Time to refresh some restrictive covenants?

6 April 2016

Last week judgment came out in the High Court case of Bartholomews Agri Food v Thornton [2016] EWHC 648 (QB). This confirmed that the reasonableness of an individual’s restrictive covenants (or ‘protective covenants’ as we increasingly see them called) will be assessed as at the point they were entered in to. Therefore, if a junior employee is signed up to restrictions that are overly restrictive in terms of their breadth (i.e. the type of restrictions) and/or their duration then they will simply be void as being in restraint of trade – irrespective of any subsequent promotion.

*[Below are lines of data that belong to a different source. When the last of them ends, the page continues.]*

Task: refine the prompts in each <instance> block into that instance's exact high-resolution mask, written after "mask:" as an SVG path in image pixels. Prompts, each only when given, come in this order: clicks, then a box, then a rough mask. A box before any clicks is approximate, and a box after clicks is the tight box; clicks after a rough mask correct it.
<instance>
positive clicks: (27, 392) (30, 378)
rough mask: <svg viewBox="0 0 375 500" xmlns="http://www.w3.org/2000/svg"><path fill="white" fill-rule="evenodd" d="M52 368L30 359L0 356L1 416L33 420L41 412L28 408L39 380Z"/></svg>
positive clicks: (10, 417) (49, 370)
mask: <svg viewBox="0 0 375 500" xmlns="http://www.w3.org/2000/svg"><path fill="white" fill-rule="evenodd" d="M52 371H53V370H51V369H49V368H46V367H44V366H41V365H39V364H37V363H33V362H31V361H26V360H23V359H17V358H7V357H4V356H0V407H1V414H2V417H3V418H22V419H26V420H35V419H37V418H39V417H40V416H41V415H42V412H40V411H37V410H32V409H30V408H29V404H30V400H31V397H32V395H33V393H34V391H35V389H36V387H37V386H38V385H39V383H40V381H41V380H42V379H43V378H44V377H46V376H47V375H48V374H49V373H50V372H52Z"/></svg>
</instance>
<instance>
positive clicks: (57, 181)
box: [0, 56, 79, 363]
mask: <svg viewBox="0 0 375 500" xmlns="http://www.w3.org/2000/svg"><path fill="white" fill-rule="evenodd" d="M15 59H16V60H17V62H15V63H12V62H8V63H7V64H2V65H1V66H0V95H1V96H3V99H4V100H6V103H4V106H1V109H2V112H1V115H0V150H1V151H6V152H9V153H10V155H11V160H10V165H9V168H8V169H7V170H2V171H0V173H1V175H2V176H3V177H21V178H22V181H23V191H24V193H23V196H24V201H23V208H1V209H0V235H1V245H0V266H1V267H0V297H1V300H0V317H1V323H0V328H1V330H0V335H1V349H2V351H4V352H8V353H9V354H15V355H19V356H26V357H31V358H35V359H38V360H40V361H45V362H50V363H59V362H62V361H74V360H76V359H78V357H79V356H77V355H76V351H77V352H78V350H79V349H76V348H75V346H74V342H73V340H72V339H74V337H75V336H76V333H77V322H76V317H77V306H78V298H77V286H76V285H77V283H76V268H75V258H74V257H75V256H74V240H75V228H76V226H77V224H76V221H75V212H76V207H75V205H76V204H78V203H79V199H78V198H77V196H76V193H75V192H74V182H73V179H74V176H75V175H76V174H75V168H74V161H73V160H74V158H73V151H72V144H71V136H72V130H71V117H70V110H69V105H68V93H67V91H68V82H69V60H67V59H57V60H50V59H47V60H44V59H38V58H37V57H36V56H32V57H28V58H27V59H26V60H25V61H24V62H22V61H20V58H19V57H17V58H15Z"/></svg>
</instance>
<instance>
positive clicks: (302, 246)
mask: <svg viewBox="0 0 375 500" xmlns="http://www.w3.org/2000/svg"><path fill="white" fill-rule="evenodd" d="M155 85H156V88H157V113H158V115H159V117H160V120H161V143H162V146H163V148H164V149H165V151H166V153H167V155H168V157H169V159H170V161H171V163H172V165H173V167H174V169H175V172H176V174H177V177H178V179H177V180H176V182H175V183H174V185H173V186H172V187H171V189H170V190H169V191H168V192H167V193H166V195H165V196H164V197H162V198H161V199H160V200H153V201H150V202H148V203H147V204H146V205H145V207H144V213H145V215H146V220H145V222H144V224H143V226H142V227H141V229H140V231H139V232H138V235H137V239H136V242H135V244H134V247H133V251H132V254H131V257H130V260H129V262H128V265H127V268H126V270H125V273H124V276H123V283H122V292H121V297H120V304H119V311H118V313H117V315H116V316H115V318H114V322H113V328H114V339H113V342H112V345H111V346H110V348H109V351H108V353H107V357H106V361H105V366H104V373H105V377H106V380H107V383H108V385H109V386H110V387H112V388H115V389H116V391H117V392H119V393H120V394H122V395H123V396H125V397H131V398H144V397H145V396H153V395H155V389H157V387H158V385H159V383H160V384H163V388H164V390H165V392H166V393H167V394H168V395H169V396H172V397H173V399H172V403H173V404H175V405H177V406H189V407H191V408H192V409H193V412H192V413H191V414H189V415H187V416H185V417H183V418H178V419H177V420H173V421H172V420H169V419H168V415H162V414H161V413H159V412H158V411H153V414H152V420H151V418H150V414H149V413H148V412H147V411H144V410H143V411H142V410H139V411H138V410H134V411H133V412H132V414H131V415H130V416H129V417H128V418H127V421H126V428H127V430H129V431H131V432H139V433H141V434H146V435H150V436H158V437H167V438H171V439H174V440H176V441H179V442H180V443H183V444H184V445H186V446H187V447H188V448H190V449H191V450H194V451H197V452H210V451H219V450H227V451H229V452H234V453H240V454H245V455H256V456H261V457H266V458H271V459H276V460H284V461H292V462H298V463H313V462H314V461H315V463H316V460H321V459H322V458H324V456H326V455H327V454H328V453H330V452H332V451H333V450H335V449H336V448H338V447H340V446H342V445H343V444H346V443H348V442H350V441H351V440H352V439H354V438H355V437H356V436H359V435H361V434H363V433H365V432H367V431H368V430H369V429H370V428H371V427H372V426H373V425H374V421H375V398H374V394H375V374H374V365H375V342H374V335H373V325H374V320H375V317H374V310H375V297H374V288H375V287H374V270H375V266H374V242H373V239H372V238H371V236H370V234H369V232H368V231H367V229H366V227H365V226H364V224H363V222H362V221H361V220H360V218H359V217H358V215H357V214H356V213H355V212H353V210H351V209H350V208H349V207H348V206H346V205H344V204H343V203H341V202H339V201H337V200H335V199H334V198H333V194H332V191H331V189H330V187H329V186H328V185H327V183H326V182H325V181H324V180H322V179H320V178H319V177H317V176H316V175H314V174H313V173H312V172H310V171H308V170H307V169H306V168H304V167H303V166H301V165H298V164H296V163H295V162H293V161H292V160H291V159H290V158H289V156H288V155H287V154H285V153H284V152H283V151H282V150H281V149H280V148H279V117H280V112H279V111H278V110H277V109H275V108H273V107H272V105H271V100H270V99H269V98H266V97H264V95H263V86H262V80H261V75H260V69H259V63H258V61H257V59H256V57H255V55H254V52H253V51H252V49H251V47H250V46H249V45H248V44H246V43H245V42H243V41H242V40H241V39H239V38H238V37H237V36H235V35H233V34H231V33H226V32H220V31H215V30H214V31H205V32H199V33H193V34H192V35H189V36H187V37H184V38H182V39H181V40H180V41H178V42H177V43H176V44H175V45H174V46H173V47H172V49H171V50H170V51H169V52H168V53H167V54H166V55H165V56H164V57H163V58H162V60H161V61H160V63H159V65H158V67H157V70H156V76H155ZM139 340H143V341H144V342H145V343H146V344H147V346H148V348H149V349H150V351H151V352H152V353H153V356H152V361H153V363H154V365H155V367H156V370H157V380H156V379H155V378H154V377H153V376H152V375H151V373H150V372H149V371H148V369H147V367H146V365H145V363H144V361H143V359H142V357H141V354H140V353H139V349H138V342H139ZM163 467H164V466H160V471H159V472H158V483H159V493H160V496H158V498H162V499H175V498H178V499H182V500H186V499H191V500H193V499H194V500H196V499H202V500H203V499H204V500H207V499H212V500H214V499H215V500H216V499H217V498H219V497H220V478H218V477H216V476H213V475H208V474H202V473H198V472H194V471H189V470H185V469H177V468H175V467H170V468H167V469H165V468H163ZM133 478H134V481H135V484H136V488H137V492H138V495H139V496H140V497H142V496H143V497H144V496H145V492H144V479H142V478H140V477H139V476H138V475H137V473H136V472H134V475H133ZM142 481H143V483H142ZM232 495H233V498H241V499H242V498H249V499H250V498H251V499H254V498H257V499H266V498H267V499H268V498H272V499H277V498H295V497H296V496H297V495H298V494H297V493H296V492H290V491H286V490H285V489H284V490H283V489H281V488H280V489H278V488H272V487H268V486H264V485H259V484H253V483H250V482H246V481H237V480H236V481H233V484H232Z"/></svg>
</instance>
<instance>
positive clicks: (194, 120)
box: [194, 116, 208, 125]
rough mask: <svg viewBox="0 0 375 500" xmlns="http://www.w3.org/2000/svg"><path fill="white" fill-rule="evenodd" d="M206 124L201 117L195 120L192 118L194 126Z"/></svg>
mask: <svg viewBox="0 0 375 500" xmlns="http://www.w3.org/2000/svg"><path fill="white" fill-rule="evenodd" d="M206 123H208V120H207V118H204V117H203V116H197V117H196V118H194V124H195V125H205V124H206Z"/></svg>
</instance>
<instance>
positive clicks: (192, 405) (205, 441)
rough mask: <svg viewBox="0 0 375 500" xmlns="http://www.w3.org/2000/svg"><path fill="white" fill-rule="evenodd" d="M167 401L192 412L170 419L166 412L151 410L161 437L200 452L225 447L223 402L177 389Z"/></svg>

In this case, Mr Thornton was a trainee agronomist who joined Bartholomews in 1997. Under his contract of employment from that time, Thornton was subject to a six month non-compete clause with regards to carrying out work for all of Bartholomew’s customers. As the clause was void at the point it was entered in to, the company could not rely on it 19 years later to restrain Thornton from working in a similar role at another company. This follows a similar decision in Pat Systems v Neilly [2012] IRLR 979.

Here the High Court also concluded that the restrictive covenant would have been void even if entered in to when Thornton became a senior employee. It restricted Thornton from undertaking work for any of Bartholomews’ clients regardless of his own dealings with them. On the facts, Thornton worked with just over 1% of the company’s clients (in terms of turnover) but the restriction had no personal nexus (whether that was working for and/or knowledge of the clients). Thus it was a broad, blanket restriction that was unenforceable.

Finally, the High Court considered whether a term allowing Thornton to be fully remunerated by Bartholomews during the six months of the restriction (a potential windfall for him as he would also receive salary from his new employer) made it enforecable. The answer was no as “it is contrary to public policy in effect to permit an employer to purchase a restraint”. Mention was made of a similar term (in that case in a severance agreement) that was found to be unenforceable in the case of JA Mont (UK) Ltd v Mills [1993] IRLR 1782.

Bartholomews’ application for interim injunctive relief was refused.

As a reminder: Restrictive covenants are void as restraint of trade other than where they are necessary to protect the legitimate business interests of a company. Restrictions should always be tailored to the individual’s role as at the time they are entered in to. To maximise the likelihood of enforceability the restrictions should be the minimum necessary for the particular legitimate business interests they are said to protect. However, it is still possible to protect a business with bespoke restrictions.